On the 11th day of Christmas my true love said to me “WHO ATE ALL THE PIES?” My effort to blend into the furniture was somewhat hindered by the fact that like Pinnochio, my belly expanded an inch every time I ate a pie. A withering finger and accusatory stare homed in on said belly as she continued “YOU FAT SANTA“. Peeking out the window she said “There’s no sign of rain dear, you should get your sleigh and go out and see who is making all that racket“.

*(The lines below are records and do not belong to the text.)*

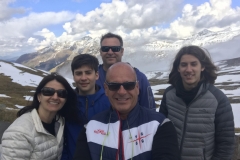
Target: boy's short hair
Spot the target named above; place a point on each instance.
(84, 60)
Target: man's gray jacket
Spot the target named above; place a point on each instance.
(205, 127)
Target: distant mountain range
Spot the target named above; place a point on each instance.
(58, 56)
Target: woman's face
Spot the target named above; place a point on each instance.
(53, 97)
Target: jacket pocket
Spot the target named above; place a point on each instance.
(204, 155)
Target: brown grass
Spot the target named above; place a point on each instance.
(15, 92)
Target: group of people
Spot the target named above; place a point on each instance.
(111, 114)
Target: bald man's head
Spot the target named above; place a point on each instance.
(126, 67)
(122, 88)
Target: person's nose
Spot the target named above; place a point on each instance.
(83, 77)
(122, 90)
(110, 51)
(55, 96)
(189, 68)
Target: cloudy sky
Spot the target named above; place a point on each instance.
(28, 25)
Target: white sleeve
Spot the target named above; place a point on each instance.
(16, 144)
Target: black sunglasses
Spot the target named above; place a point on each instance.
(116, 86)
(46, 91)
(113, 48)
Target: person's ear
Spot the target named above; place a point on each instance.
(122, 50)
(39, 97)
(97, 75)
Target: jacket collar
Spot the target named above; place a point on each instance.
(59, 125)
(132, 116)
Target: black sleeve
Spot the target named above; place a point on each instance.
(163, 106)
(165, 143)
(82, 151)
(224, 130)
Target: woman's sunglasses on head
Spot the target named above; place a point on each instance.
(116, 86)
(113, 48)
(46, 91)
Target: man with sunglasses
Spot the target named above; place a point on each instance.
(91, 99)
(111, 52)
(126, 130)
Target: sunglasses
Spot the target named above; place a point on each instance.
(116, 86)
(46, 91)
(113, 48)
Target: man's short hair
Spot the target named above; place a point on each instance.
(84, 60)
(111, 35)
(208, 74)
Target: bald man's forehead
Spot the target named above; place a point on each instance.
(121, 70)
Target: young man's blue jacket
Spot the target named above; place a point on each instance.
(145, 97)
(88, 106)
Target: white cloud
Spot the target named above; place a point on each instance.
(15, 32)
(6, 12)
(130, 15)
(214, 15)
(137, 21)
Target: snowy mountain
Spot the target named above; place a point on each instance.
(57, 54)
(18, 83)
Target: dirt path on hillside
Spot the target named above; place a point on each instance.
(3, 127)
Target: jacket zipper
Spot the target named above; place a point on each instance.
(86, 107)
(185, 123)
(184, 129)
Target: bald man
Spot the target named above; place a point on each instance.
(126, 130)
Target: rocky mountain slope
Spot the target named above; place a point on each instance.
(58, 55)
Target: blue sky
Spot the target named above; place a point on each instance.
(29, 25)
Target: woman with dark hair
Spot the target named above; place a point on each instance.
(200, 112)
(37, 133)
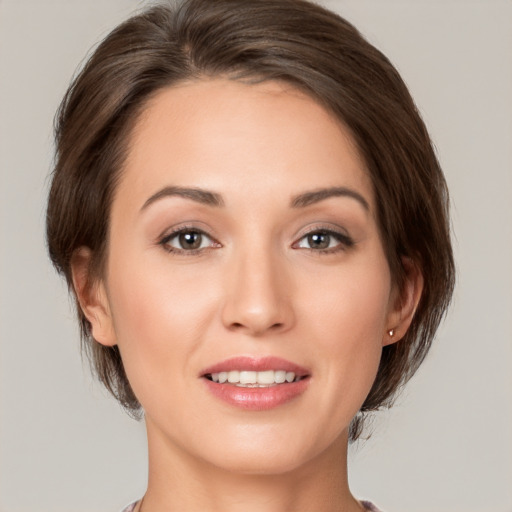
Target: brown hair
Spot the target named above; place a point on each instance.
(254, 40)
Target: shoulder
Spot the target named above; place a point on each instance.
(130, 507)
(370, 507)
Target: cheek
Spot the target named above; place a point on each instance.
(159, 317)
(348, 318)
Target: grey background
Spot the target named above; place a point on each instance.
(446, 446)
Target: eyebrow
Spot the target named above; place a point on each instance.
(210, 198)
(315, 196)
(196, 194)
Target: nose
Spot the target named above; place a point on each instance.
(258, 295)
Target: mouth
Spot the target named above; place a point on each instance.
(254, 379)
(256, 383)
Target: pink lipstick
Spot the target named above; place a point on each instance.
(256, 383)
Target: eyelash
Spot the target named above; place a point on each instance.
(345, 241)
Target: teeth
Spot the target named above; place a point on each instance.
(245, 378)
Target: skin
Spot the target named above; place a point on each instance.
(255, 287)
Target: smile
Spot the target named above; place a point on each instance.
(256, 383)
(253, 379)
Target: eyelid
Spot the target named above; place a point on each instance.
(165, 238)
(344, 239)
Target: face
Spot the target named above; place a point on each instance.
(244, 246)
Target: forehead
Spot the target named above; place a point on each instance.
(237, 138)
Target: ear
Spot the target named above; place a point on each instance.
(92, 297)
(404, 303)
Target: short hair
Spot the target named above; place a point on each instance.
(294, 41)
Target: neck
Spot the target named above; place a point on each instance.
(178, 481)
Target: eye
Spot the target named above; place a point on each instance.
(187, 240)
(324, 241)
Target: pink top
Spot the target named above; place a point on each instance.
(366, 504)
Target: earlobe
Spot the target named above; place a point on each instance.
(91, 295)
(405, 304)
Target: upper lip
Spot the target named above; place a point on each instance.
(257, 364)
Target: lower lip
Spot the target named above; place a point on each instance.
(257, 399)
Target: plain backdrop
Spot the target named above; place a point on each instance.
(446, 446)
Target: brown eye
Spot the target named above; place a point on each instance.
(319, 240)
(187, 240)
(190, 240)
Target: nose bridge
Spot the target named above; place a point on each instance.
(257, 298)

Following the Pipe Major’s lead, eleven Pipers assembled at Manor House at the slightly later time of 10am. “Right then” said the Pipe Major “this piece is to be conducted adagio with the interval occurring nearer the end“. “An Interlude at TJs” was quickly dismissed as was “Ringing The Bells Mills” before deciding on Swan’s “Folly Lake”.
With temperatures hovering around 3°c there was no time to hang around. The band set off towards Cherry Burton with Mike taking position up front on Pipe Sergeant duties. The pleasantly quiet passage was disturbed by a slightly discordant note sounding from Pugwash’s bagpipe as the pesky mudguard kept rubbing on the tyre.
On reaching the top of Dalton ramp there was some confusion with the musical direction until the Pipe Major restored everyone to the correct score. All except Matt and Chris who decided to form a duo and play a different chord so continued towards South Dalton before rejoining the band at Kiplingcotes.
The Pipers continued to skirl their way through Market Weighton before reaching the passage of Cliffe Road. On reaching North Cave, Pipe Major Raymond left the band accompanied by Alan to return home via Hotham and Newbald while the rest played onwards to South Cave. The pace then changed to ” allegro” as the cold air began to eat into the bones of the remaining ensemble.
At the base of the Beverley Road passage, the concerto began with Diminuendo, until the huffing and puffing eventually reached a crescendo at the top of the “clump”.
Following a brief respite, it was time for the final section, which saw the band passing through Little Weighton and onto the Risby Road. A final flourish as the end was in sight, saw the the pace pick up to “molto vivace”. Piper James continued solo while the rest headed for the warmth and refreshments on offer at the Folly Lake café.